This was just what I needed after A Dirty Job. I quickly zipped through volumes 1 and 2 of the new Ms. Marvel series and loved EVERY. SINGLE. FRAME. The most important thing you should take from this review is that you should go buy Ms. Marvel comics, and maybe a costume, too. Lets give Kamala Khan all our money and hope Marvel keeps her and keeps her awesome.
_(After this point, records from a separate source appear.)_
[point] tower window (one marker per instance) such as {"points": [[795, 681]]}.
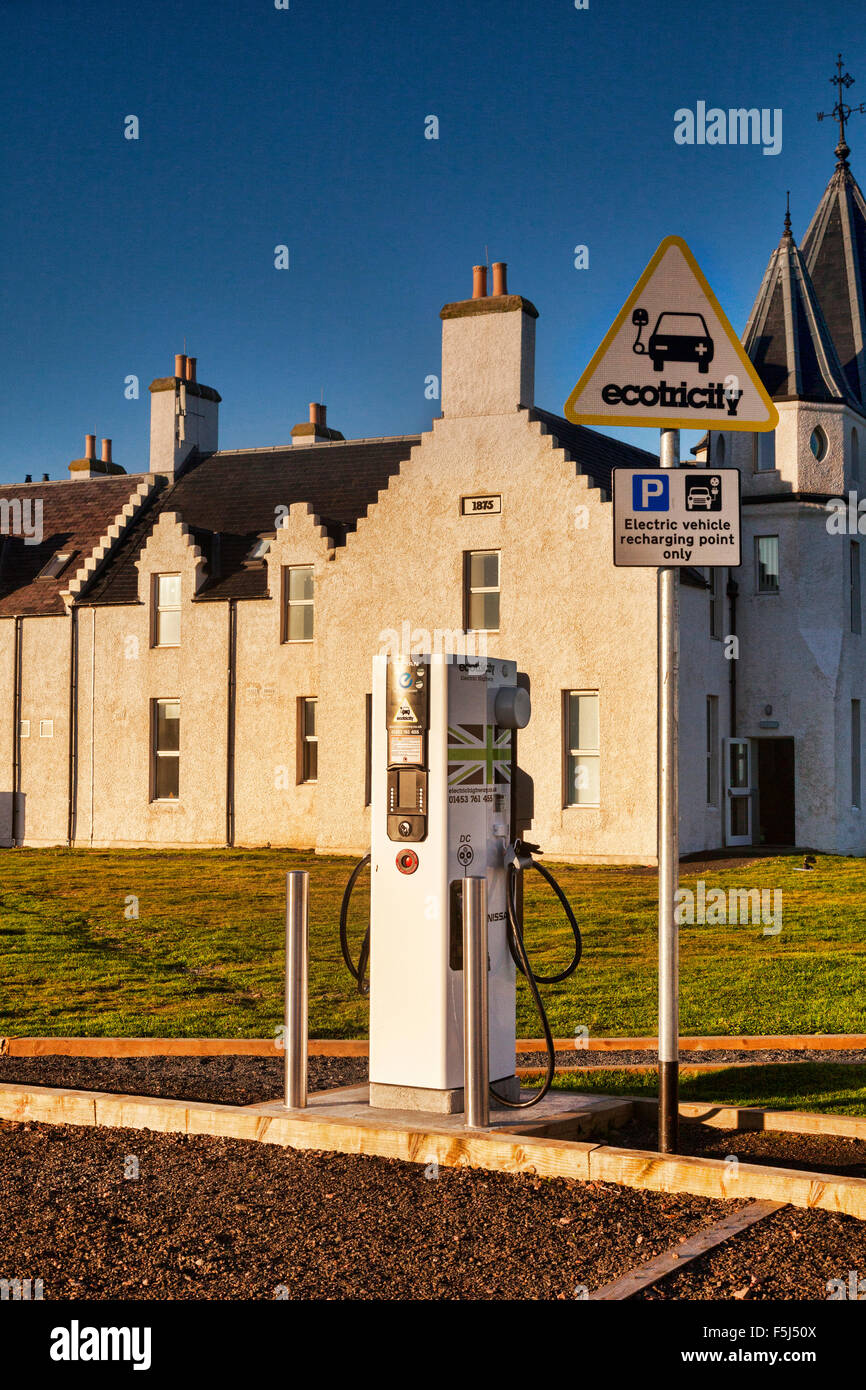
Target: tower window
{"points": [[765, 452], [818, 442], [766, 563]]}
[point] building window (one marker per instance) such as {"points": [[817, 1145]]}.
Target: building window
{"points": [[766, 563], [855, 754], [483, 591], [581, 748], [307, 740], [367, 749], [716, 602], [56, 565], [166, 749], [299, 603], [818, 442], [765, 452], [167, 610], [712, 749]]}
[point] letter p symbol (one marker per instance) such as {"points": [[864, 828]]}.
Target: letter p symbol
{"points": [[649, 492]]}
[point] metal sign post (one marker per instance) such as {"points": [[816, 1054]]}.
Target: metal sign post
{"points": [[669, 836], [672, 359]]}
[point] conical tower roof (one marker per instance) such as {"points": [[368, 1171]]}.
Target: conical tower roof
{"points": [[834, 249], [787, 335]]}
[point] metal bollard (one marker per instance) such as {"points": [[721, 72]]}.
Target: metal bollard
{"points": [[476, 1023], [298, 936]]}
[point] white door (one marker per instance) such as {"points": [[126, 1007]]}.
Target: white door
{"points": [[737, 791]]}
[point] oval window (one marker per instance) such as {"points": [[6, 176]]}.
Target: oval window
{"points": [[818, 442]]}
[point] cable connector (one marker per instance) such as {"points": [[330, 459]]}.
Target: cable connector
{"points": [[520, 854]]}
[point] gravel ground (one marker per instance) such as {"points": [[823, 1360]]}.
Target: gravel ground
{"points": [[211, 1218], [815, 1153], [793, 1254], [245, 1080]]}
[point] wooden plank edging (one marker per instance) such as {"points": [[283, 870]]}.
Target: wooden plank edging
{"points": [[359, 1047], [492, 1150]]}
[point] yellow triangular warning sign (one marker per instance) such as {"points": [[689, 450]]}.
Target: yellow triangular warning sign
{"points": [[672, 359]]}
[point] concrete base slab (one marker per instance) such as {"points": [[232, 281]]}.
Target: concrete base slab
{"points": [[560, 1112], [433, 1102]]}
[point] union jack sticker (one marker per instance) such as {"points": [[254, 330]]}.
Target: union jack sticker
{"points": [[478, 755]]}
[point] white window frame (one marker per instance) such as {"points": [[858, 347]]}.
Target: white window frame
{"points": [[159, 608], [305, 740], [481, 588], [712, 752], [163, 752], [716, 613], [581, 752]]}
Kamala Khan, our new Ms. Marvel, is a 16 yr old muslim, Pakistani American girl who lives in Jersey City. She goes to high school, she is a comics nerd, she writes X-men fan-fiction. She begins caught between two worlds and it only gets worse when her powers are awakened. She is funny, smart, geeky and awkward. She writes superhero fan fic and she’s a gamer. She loves her family, but they do not understand her, superhero powers or not. As with most teen girls, she feels isolated and uncertain of who she wants to be. As with many children of immigrants, the pieces of her identity don’t fit together smoothly.
I don’t want to take away from the innate awesomeness of Kamala Khan by talking about boobs, but I do need to talk about boobs. I have boobs, I like them, they can be both useful and attractive. Comic books have a reputation for making boobs a central feature of their females characters. It isn’t limited to superhero comics – please see Mrs. Julien’s review of the Outlander graphic novel. Boobtastic and otherwise scanty costumes in superhero comics are so common there are a number of websites devoted to the issue. I also discussed it in my review of Guardians of the Galaxy: Legacy. Miss Marvel/Ms. Marvel/Capt. Marvel has gone through several costumes and recently acquired pants. Yay, pants!
What is that sash even for?
When Kamala’s powers awaken and she assumes the identity of Ms. Marvel, she initially decides to go old school, politically incorrect Ms. Marvel with no pants and thigh-high high-heeled boots. And blond. She must be white and blond in order to be Ms. Marvel. She quickly comes to understand the value of pants. In just a few pages, G. Willow Wilson lays out the problem with representation in comics. And then moves past it without sledgehammering the lesson home. She does make the point quite pointedly, but not ungracefully.
Ms. Marvel gets an enemy, a mentor, a team, and a sidekick. It’s not a dark origin story. Which was fine with me. There will be plenty of time for Kamala to experience angst, loss and betrayal. I enjoyed Kamala’s adventures more than I can express. Volume 3 comes out this summer.